As might be expected, during the aforementioned months, Israel fell under lock-down much like almost everywhere else in the world. I was lucky enough to keep my job, and as I found it necessary to physically arrive there every morning, it so happened that I was able to continue capturing whatever lay ahead (or behind). Obviously, opportunities to capture something worthy were seriously depleted, to say the least, but I’d still rather post the low outcome now and not continue to accumulate stuff for another month.
So, on with the video:
The Audi 80 is the last of its kind, an early-to-mid 1990s car. As with most Audis of this era, not many were sold due to high pricing- it wasn’t really until the A3’s (and later Q3’s) arrival that Audi began to be more affordable in Israel. Still, earlier, larger models can still be seen driving around, even if irregularly.
It seems I cannot go a single month without at least one representative of a Subaru Leone (DL in Israel), mostly of the Pickup type- and in this post you get two. I’ve discussed the popularity of these in the country before, and I guess it’s not surprising that the ones I find are mostly pickups, still very much working vehicles. The examples in the video are literally negatives of each other; the black one is relatively neglected whilst the white one looks practically new (and serves “Melvin Motorcycles”, thus translates). Both carry “upgraded” parts, such as alloy wheels and four-headlamp fascia, which were never part of the original Pickup (at least here in Israel it wasn’t).
The Beetle is probably the best CC here, even if common and (for this particular example) relatively new- actually from 1983, according to its license plate. This makes it one of the last Beetles to be imported into Israel when new, at this point arriving from Mexico. Despite this being produced in the 1980s, that Brown is oh-so 1970s, and I must say it caught my eye right along with the familiar shape.

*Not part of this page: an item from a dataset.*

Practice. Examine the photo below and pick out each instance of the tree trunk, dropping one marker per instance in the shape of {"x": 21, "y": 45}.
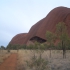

The VW Golf was added not only for it being an aging Mk. 3, but also for being one of very few surviving VR6 models in Israel. At the time, those were regarded highly and dubbed sporty (so were lusted-after far more than the GTIs), thus thrashed by boy-racers who typically, purchased them second-hand because as new, they simply cost too much, so not that many were sold in the first place.
I’ve mentioned in previous posts the usual clientele drawn to 1990s US cars such as the Alero and indeed the following Epica- those people will hold on to these cars for dear life, claiming nothing is better than “American cars”, disregarding how much of these are actually good (Alero) or really American (Epica). However, the outcome of this is that these cars continue to be maintained and driven, thus they keep surviving for a little longer.
I’ll finish off with another car that was marketed as sporty in Israel, the Mazda 323F. The previous generation was oh so popular with certain demographics, if only for its opening headlights. The replacement seen in the video, was not as successful (and both sold nothing compared to the sedan 323, dubbed as “Lantice” and sold like hot cakes in the country).
And thus end these gloomy months, let’s hope things will look up in the near future.